🤖 AI Summary
To address the challenges of scarce training data and complex field conditions hindering efficient fine-tuning of Segment Anything Model (SAM) in agricultural settings, this paper proposes Dynamic Similarity Graph Adaptation (DSGA), tailored for foreground and instance segmentation of small, densely packed crop targets—e.g., chickpea pods. DSGA integrates dynamic similarity graph construction, learnable weight ranking, adaptive local feature aggregation, and LoRA-based low-rank parameter updates, jointly modeling global dependencies and local details with only 4.00M trainable parameters. A learnable polynomial decay initialization is introduced to enhance convergence stability, while Grad-CAM and t-SNE enable interpretable analysis. On the chickpea pod dataset, DSGA achieves a 17.31% improvement in structural measure and a 62.36% gain in adaptive F-measure under 2–10-shot settings, with counting correlation reaching an adjusted R² of 0.8987—substantially outperforming existing PEFT methods.
📝 Abstract
Parameter-Efficient Fine-Tuning (PEFT) of foundation models for agricultural computer vision tasks remains challenging due to limited training data and complex field conditions. This study introduces a Dynamic Similarity-based Graph Adaptation (DSGA) module to adapt the Segment Anything Model (SAM) under extreme data constraints for precise foreground and instance segmentation of small dense objects in complex agricultural environments. Through dynamic similarity graph construction with a learnable polynomial decay-initialized weight ranking mechanism and adaptive local feature aggregation, DSGA establishes robust spatial and dynamic similarity representation with only 4.00M trainable parameters, which is 4.26% of the original SAM. Integrating this graph-based feature adaptation with Low-Rank Adaptation (LoRA) creates a complementary optimization framework that effectively captures both local and global dependencies in image embeddings while preserving model stability and parameter efficiency. Experimental results on a challenging chickpea pod dataset demonstrated that DSGA with LoRA achieved superior performance across multiple metrics evaluated under 2, 4, 8 and 10 shots, with progressive performance gains as shot count increased.

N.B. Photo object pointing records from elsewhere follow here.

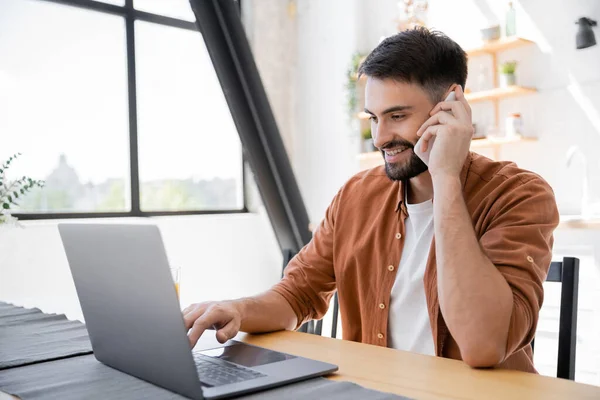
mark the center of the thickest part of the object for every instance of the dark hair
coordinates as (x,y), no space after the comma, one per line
(428,58)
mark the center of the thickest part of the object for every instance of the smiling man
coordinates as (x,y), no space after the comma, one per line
(446,259)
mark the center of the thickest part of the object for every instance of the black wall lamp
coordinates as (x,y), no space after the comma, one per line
(585,34)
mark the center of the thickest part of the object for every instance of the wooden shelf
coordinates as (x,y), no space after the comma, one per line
(493,142)
(374,158)
(498,93)
(498,45)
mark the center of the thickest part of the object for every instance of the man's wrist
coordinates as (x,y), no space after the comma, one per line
(444,181)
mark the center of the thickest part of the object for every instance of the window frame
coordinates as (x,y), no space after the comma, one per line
(130,15)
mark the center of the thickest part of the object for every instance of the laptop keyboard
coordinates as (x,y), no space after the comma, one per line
(217,373)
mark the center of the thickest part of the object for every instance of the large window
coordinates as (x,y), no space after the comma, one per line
(118,117)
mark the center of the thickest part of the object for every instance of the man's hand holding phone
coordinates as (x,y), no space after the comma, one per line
(450,126)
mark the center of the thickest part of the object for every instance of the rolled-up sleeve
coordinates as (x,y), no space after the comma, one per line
(518,240)
(309,279)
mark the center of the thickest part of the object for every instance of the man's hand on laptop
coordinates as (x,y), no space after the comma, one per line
(224,317)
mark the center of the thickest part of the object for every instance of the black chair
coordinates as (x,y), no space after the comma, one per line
(567,273)
(334,318)
(308,327)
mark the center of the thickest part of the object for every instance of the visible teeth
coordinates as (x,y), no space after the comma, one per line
(393,152)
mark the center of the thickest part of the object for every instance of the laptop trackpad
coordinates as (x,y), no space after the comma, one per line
(246,355)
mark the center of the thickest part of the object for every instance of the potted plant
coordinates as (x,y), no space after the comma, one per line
(367,141)
(352,84)
(11,192)
(507,76)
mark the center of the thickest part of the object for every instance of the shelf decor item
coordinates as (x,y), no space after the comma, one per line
(508,77)
(12,192)
(367,141)
(490,33)
(510,27)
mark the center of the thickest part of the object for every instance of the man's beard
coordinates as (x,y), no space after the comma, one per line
(407,170)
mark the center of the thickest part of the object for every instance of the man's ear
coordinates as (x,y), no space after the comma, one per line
(451,89)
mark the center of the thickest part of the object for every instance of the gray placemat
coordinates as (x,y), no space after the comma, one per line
(30,336)
(85,378)
(46,356)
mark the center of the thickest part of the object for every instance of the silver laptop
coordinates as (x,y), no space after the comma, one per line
(135,324)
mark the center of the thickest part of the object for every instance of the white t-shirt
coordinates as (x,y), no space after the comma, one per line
(409,328)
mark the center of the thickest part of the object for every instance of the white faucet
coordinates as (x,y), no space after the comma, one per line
(585,204)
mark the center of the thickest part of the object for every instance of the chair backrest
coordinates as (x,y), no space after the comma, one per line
(308,327)
(566,273)
(334,318)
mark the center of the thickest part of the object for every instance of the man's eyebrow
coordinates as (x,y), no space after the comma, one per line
(391,109)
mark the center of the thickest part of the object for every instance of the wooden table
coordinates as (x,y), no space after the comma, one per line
(421,377)
(418,376)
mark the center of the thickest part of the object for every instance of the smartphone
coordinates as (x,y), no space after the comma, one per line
(424,155)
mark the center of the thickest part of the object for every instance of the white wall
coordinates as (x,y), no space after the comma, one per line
(220,256)
(564,112)
(566,109)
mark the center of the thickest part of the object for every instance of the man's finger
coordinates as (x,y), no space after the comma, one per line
(460,96)
(427,136)
(206,321)
(193,315)
(455,107)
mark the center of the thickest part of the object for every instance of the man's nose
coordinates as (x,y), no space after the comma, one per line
(381,134)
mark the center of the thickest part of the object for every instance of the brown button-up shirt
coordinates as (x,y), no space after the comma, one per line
(357,248)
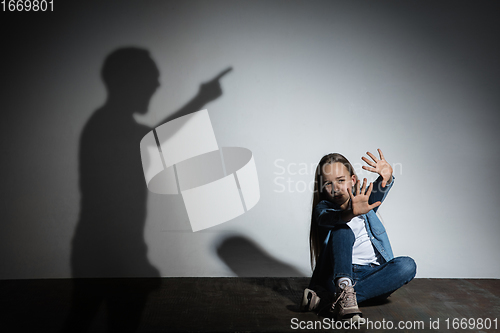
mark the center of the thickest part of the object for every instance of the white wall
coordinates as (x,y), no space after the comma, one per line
(418,79)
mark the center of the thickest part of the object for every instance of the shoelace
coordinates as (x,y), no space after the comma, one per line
(348,295)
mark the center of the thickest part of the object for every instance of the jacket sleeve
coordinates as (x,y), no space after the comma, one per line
(327,216)
(378,192)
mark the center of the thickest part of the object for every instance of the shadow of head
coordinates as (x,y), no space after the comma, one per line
(247,259)
(131,77)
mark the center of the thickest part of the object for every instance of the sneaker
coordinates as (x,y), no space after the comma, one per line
(310,300)
(346,306)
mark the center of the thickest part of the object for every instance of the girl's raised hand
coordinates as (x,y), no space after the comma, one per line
(380,166)
(359,203)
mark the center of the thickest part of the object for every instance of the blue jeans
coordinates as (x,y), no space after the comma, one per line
(371,281)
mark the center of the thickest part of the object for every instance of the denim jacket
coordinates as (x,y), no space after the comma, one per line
(327,215)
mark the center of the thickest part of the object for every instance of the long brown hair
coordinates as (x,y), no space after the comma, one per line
(316,235)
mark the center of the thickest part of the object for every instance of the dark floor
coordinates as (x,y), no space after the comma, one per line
(238,305)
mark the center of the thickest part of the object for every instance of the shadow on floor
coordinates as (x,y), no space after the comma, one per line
(247,259)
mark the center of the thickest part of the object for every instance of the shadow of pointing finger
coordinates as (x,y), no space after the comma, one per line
(247,259)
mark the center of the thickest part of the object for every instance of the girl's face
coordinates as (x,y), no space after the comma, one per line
(336,179)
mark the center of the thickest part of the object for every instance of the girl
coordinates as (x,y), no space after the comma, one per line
(349,245)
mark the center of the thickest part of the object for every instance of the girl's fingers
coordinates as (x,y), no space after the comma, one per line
(369,191)
(364,186)
(369,169)
(350,193)
(370,163)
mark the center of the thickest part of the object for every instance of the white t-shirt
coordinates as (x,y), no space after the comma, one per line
(363,252)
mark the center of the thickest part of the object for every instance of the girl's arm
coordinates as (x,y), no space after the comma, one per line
(328,216)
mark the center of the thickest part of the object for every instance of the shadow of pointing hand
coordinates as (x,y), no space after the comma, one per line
(212,90)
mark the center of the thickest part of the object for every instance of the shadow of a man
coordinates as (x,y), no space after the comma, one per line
(109,237)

Quantitative metrics showed a 17.31% improvement in Structure-measure and a 62.36% gain in adaptive F-measure compared to the baseline SAM fine-tuning. Comprehensive ablation studies and visualization analyses through Grad-CAM and t-SNE validated the framework's effectiveness in feature discrimination. The proposed adaptation demonstrated practical utility for automated agricultural monitoring applications, achieving accurate pod-counting with an adjusted R-squared of 0.8987 for images with 10 to 120 pods under challenging field conditions.